I think typically the goal should be optimizing for space, meaning number of surfaces. You could care about total surface memory or peak surface memory at any one time, but the reason this is the most important optimization goal is that surfaces typically live on the GPU, and GPU memory is limited. Moreover, at a higher level Chrome, the Skia client, will trade space for time (by caching more surfaces), so saving memory will turn into saving time as well.

One tricky bit to optimizing well is going to be handling error. When a shape is drawn to a surface, there is going to be some error due to rasterization. Error here means images don't look as sharp as they could. It's best to ignore this at least in the first attempt at this problem because my intuition is that programs that use fewer surfaces are also going to have less error (they rasterize less often). But you could also try to take this into account, either optimizing it locally (try to guarantee a maximally-sharp image) or trading off against it globally (try to optimize while keeping the image sufficiently sharp).

Impact

I think writing down a semantics for Skia programs, proving some equivalences about it, and building the infrastructure to extract Skia programs from Chrome are all interesting research tasks. They'd enable building an e-graph optimizer which would hopefully reveal some missing optimizations. I think the e-graph optimizer alone would be an interesting and valuable project, pushing the limits of e-graph optimization with things like linear reasoning or possibly in considering error.

If there are any interesting missing optimizations (probably?) they could be communicated to either the Skia or Chrome folks. This would have a large impact, since Android and Chrome together account for about 2.5 billion users. Overall, Skia is about 10% of Chrome runtime,2 [2 I went to Gmail and used the Performace tab in the devtools to record me opening a large email. Then in the "bottom-up" view in the bottom panel I looked for "Painting". In fairness, most of what we could optimize is the "Paint" subitem there, which was 2% in my test.] on a complex web page, so a 10% speedup to Skia would be a 1% speedup to Chrome, pretty valuable overall.

A longer-term impact could be to help Skia folks evaluate how new primitives would affect optimization opportunities. For example, I know that browser use cases in particular demanded an implementation of the ClipRR paint, which clips a shape to a rounded rectangle as it is drawn. This paint, I believe, has fast implementations in some backends but not others, and also while ClipRR exists clips for other shapes might not.

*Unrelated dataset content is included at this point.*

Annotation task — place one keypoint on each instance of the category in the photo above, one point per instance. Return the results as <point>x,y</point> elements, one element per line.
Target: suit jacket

Could the Skia folks use the e-graph optimizer to evaluate the benefits of implementing this? For example, they might add the primitive and see how much better the optimizer's results would be. Importantly, since the e-graph optimizer requires relatively little and relatively simple data (just algebraic reasoning) you could do this before beginning the tricky work of actually implementing fast GPU rasterization code.

Footnotes:

1

I don't know the details here.

2

I went to Gmail and used the Performace tab in the devtools to record me opening a large email. Then in the "bottom-up" view in the bottom panel I looked for "Painting". In fairness, most of what we could optimize is the "Paint" subitem there, which was 2% in my test.